Il 40 per cento dei detenuti in Italia assume psicofarmaci, gli atti di autolesionismo sono 18,1 ogni 100 detenuti. E sempre più persone si tolgono la vita, come ci ricorda la cronaca delle ultime ore.
Interviene il consiglio d’Europa
Che la situazione delle carceri italiane sia particolarmente critica se n’è accorto anche il Consiglio d’Europa. Nelle scorse ore ha chiesto al governo italiano «di adottare rapidamente ulteriori misure e a garantire adeguate risorse finanziarie aggiuntive per rafforzare la capacità di prevenire queste morti», dal momento che quanto fatto finora si è rivelato inefficace. Un appello condiviso dall’associazione Antigone, che ha chiesto di intervenire con provvedimenti che riducano la pressione sulle carceri e che migliorino le condizioni di vita al suo interno, come la liberalizzazione delle telefonate (oggi ai detenuti sono concessi solo dieci minuti di chiamata a settimana).
Ma il governo Meloni continua a fare muro. Il ddl presentato da Roberto Giachetti (Iv) per tamponare nel breve termine l’emergenza carceri con le liberazioni anticipate rischia l’affossamento, mentre dall’esecutivo promettono solo misure a lungo termine come un nuovo decreto carceri che non prevede sconti di pena e la costruzione di nuovi istituti penitenziari nelle caserme dismesse. Sullo sfondo, vengono introdotte nuove fattispecie di reato che non fanno altro che riempire ulteriormente le carceri, come successo per gli istituti minorili dopo il decreto Caivano, dove il numero di presenze è aumentato del 30 per cento in un anno.

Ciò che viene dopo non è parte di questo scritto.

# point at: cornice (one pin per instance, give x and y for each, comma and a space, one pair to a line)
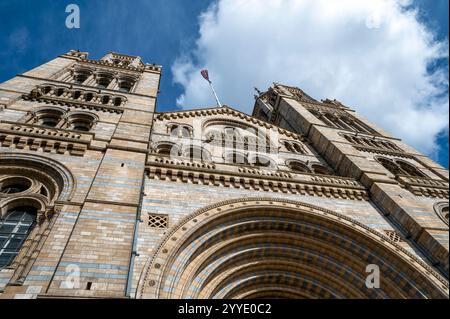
198, 173
225, 110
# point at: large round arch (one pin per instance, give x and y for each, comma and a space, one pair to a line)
56, 173
273, 248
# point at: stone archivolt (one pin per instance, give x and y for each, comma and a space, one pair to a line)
34, 138
224, 251
40, 183
77, 97
225, 110
331, 187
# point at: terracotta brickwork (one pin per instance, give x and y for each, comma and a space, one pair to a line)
116, 200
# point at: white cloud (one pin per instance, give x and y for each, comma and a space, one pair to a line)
371, 55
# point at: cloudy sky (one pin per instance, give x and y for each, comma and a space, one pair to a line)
386, 59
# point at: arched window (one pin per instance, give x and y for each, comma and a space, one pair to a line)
400, 167
409, 169
320, 169
48, 117
299, 167
236, 158
389, 165
14, 185
80, 77
15, 227
167, 149
81, 121
441, 210
197, 153
180, 131
261, 161
103, 80
125, 84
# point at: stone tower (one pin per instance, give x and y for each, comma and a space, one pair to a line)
101, 196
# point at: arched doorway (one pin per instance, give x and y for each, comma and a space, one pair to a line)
268, 248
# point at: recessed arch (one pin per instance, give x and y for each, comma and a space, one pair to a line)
245, 248
61, 177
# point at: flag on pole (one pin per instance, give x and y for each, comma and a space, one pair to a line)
205, 74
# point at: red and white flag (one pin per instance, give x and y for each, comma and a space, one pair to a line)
205, 74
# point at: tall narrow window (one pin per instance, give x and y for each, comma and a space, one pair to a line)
14, 230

E il nuovo ddl sicurezza in discussione alle commissioni, che tra il reato di rivolta in carcere, una stretta sulle droghe (compresa la “cannabis light”) e un ampliamento del ricorso alla custodia cautelare (di cui l’Italia è già prima in Europa) potrebbe dare il colpo di grazia all’utopia di avere carceri in linea con la Costituzione italiana, lì dove si dice che la pena non può corrispondere in trattamenti inumani e degradanti.